In the past, I did both running and kettlebell swings. For running, I used to train for half marathons (it was like therapy for me and it felt like the best painkiller).
- I was doing 22 km in under 2 hours and 20-minutes.
- Training frequency was around 2-3 times a week.
My performance was getting better, week by week. However, I was still fat.
So if your goal is to run longer or faster, and you don’t care about your fat percentage, I recommend you do running.
Plus, I think that when it comes to cardio, running is more effective becasue it’s more accessible to the general public. As you saw in the previously mentioned study, slow running (jogging) can deliver significant results.
Safety and technique
Safety (the last thing before we wrap up).

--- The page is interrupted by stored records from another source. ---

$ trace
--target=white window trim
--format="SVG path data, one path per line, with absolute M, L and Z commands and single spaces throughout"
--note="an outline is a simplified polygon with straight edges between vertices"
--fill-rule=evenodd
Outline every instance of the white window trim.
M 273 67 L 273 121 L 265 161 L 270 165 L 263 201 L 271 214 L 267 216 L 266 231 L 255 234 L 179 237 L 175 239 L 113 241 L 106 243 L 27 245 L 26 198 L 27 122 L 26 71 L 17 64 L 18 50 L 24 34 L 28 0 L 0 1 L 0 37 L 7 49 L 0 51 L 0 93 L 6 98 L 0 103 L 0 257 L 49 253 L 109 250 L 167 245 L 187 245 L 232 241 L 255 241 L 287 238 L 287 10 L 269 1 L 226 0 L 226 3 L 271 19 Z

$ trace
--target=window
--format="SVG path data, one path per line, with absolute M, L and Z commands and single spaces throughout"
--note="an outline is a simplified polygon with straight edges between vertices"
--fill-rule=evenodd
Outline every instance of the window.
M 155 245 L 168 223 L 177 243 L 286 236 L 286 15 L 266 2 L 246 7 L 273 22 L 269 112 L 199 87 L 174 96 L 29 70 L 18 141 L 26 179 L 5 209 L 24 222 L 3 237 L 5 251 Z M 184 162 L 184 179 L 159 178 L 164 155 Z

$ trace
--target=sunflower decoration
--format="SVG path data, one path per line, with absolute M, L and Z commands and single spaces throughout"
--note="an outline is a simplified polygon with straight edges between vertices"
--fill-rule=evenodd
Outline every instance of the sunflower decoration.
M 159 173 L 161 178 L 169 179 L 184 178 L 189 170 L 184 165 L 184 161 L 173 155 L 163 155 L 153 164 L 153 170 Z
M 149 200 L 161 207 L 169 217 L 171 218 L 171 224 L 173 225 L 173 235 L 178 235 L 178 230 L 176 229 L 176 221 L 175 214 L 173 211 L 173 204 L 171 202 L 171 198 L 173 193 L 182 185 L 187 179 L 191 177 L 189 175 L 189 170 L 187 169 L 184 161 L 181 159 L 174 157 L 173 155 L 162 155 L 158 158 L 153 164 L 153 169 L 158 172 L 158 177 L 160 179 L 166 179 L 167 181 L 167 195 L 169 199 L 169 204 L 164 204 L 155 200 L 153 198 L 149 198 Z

I’ve noticed over the years that for people who want to kick start their training routine, the first thing they think of is running (not many people run to the gym to try out a new kettlebell workout).
Running is not only safe but it’s also one of the most popular forms of physical activity.
On the other hand.
- Kettlebell swings are one of those exercises that when you do them incorrectly, can get you in trouble.
- It is not a user-friendly move, especially if you’re getting started.
However, when it is done right, it is a highly effective training method.
- The kettlebell workout has been proven to be multifunctional. This means if you are good at kettlebell swings, you will get good at everything else.
- A great example comes from Roger McCarthy, who completed a 3000m unsupported row across the Atlantic ocean.
Mr. McCarthy said that his secret weapon was a kettlebell swings training.
- Rowing is a hip hinge movement, as well as the kettlebell swing.
- So it makes a lot of sense that if you get stronger as swings, immediately this will improve your strength across all hip extension movements (squat, deadlift, lunge, spring).
So if there is gonna be just one thing for you to take away from this article – the form is everything.
I’ve learned that hard way.
- I got a whole piece about kettlebell swings and back pain, and how to perform them correctly (I explain the good and the bad).
- In case you’re wondering how often you could do kettlebell swings, here in this article “50 kettlebell swings a day workout” I wrote a separate piece where I explain exactly how to include swings in the everyday routine. Feel free to check it out.
- Before you start any physical activity, always take into consideration what is your main goal.
- Before you start any physical activity always consult with your doctor first.
I won’t be persuading you to do one or another. I don’t wanna be that guy (full transparency).
I used to love running and how I felt after. But now I mainly do swings, and if done at a good intensity I can easily get out of breath as well.